К слову, о букетах! Вот – эффектные цветы от самого Игоря Грабаря. В годы войны Грабарь возглавил бюро экспертов, составлявших списки шедевров немецких музеев. Эти произведения должны были поступить в качестве трофеев, как закономерная компенсация за урон, нанесённый фашистской армией и её союзниками. Эта деятельность побудила Грабаря создать в 1944 году Институт истории искусства и охраны памятников архитектуры при Отделении истории и философии Академии наук СССР. Не забывал художник и о живописи – тому пример великолепный букет. Букет Победы!
Волшебны розы Петра Петровичева – тут и причудливые вазы, и столь же «кудрявый» стиль, близкий к барокко.
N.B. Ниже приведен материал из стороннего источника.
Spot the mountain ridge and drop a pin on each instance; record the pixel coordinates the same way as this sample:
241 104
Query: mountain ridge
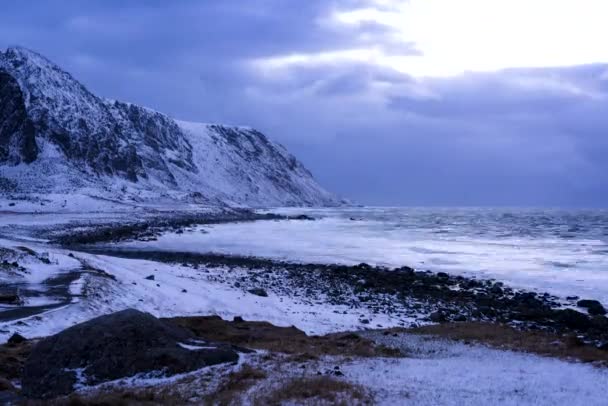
51 124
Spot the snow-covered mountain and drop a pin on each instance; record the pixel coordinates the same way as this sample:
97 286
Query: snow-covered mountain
57 137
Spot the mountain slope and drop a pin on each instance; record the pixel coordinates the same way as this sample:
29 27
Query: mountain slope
51 125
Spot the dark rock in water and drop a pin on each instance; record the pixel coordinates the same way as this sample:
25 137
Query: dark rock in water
573 319
115 346
10 298
572 297
442 275
301 217
437 317
258 292
594 307
16 338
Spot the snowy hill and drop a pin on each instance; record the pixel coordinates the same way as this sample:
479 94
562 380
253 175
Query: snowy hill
57 137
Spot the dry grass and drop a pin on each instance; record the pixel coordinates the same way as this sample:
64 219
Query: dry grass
229 392
506 337
315 391
141 397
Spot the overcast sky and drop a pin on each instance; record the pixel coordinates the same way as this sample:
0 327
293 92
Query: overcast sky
421 102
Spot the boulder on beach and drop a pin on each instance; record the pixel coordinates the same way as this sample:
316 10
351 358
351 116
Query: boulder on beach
115 346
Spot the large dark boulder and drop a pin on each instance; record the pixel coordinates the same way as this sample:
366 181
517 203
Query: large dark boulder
110 347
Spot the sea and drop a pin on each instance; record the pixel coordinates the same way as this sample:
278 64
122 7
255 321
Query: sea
560 251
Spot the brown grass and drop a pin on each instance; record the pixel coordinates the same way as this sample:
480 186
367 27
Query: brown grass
235 384
142 397
316 390
506 337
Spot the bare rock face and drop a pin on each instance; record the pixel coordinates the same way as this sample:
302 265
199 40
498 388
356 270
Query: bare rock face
17 134
55 125
115 346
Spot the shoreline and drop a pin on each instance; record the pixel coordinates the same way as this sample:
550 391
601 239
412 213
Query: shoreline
390 318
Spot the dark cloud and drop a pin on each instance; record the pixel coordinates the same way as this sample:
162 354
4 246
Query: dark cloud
516 137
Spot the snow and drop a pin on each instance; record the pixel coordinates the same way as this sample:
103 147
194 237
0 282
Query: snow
439 372
334 238
119 150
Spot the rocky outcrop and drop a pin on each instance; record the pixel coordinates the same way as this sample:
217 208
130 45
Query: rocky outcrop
115 346
52 123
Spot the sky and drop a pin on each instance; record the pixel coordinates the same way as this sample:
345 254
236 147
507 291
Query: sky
419 102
Пожилой мастер, преподававший рисунок и живопись, во время войны принимал участие в ночных дежурствах, копал противотанковые рвы, строил заграждения, за что был награждён медалью «За доблестный труд в годы Великой Отечественной войны».
Свежо и весело «Окно в деревне» Ирины Шевандроновой. Примечательно, что художнице на тот момент было всего семнадцать лет, и эта небольшая картина – одна их её первых самостоятельных работ. В передвижническом духе выполнен сюжет «На Волге» Владимира Соколова – русская ширь в её неохватности. Чарующ «Портрет сына» Павла Радимова – юный отпрыск в нимбе солнечных кудрей. А ведь на выставке имеется ещё и целая витрина фарфоровых статуэток – тут и девочка-узбечка, и школьница, и популярный клоун Карандаш. Среди скульптурок выделяется «Встреча героя в колхозе» работы Алексея Сотникова – насыщенная динамика и восторг. Рассказать обо всех экспонатах попросту невозможно – проект лишь кажется скромным, на деле он ёмкий. Его объединяет мысль о Победе, без которой было бы ничто не возможно.